# Harold Crane



## Fowlmouth (Oct 4, 2008)

This is a quote from Crystal Ross UDWR from their facebook page.

"Attention waterfowl hunters: The south and northwest impoundments of Harold Crane Waterfowl Management Area are dried up for the construction of a boat channel. Managers are working hard to complete the project and allow the use of boats by mid-October. Until then, motorized boats are not permitted in those areas. There’s water in the northeast pond (a motorless pond) and there are a good number of birds using it. This is a good year for those with kayaks and canoes to try out this unit. Drive north on the main road adjacent to Willard Bay and you’ll find a parking lot that can be used to access the northeast pond. The gates will be locked (except during the youth waterfowl hunt), but will open to the public by Oct. 6, 2018."


----------



## Goshawk (Sep 7, 2007)

With most of Bear River and Harold Crane dry, there will be a lot of people bumping elbows the first weeks of the season in the areas that have water.


----------



## MallardFlew (Feb 22, 2012)

Fowlmouth said:


> This is a quote from Crystal Ross UDWR from their facebook page.
> 
> "Attention waterfowl hunters: The south and northwest impoundments of Harold Crane Waterfowl Management Area are dried up for the construction of a boat channel. Managers are working hard to complete the project and allow the use of boats by mid-October. Until then, motorized boats are not permitted in those areas. There's water in the northeast pond (a motorless pond) and there are a good number of birds using it. This is a good year for those with kayaks and canoes to try out this unit. Drive north on the main road adjacent to Willard Bay and you'll find a parking lot that can be used to access the northeast pond. The gates will be locked (except during the youth waterfowl hunt), but will open to the public by Oct. 6, 2018."


This project sounds like it will be majorly beneficial for future management and water control at HC. It makes sense they had to do it when they did and even more sense in a down water year. I am excited to see how this helps in the future!


----------



## RemingtonCountry (Feb 17, 2016)

It is much needed.. I put a giant hole in my boat last year on the Northwest pond all thanks to a submerged t-post! I'm looking forward to see how this works out!


----------



## Fowlmouth (Oct 4, 2008)

RemingtonCountry said:


> It is much needed.. I put a giant hole in my boat last year on the Northwest pond all thanks to a submerged t-post! I'm looking forward to see how this works out!

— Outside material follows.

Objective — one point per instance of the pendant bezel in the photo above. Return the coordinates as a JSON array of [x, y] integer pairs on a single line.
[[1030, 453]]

I wish they would stop using T posts on the WMA's and steel pipe posts. goosefreak has hit two of them in 2 years, and in two brand new boats. I could show you several at Farmington Bay on Turpin and unit 1. Rotten nesting boxes that have never been maintained and only the T posts remain barely sticking out of the water.


----------



## paddler (Jul 17, 2009)

Will the gate to access the northeast pond be left open after the construction is complete? Paddling up that east channel of the motorless pond isn't a lot of fun. I assume that unit will remain motorless even during construction, right?


----------



## Fowlmouth (Oct 4, 2008)

paddler said:


> Will the gate to access the northeast pond be left open after the construction is complete? Paddling up that east channel of the motorless pond isn't a lot of fun. I assume that unit will remain motorless even during construction, right?


I hope someone on here can answer your questions. I never hunt HC, and have limited knowledge of the place. I hunted there one time back in the mid 90's. I walked the train tracks and froze my a$$ off, that's all I remember. Oh, there was a couple of guys that would hook their bicycles to the rails somehow, one on each side of the tracks. They would ride the rails all the way out, Never seen anything like it since that time.


----------



## quackaddict35 (Sep 25, 2015)

If you’ve hunted the crane recently you’ll know this was very needed, really excited to see the improvements this season! 


Sent from my iPhone using Tapatalk


----------



## quackaddict35 (Sep 25, 2015)

Looks like they’ve made great progress and will begin filling it next Friday, although they said it would not have enough water to launch a boat. 


Sent from my iPhone using Tapatalk


----------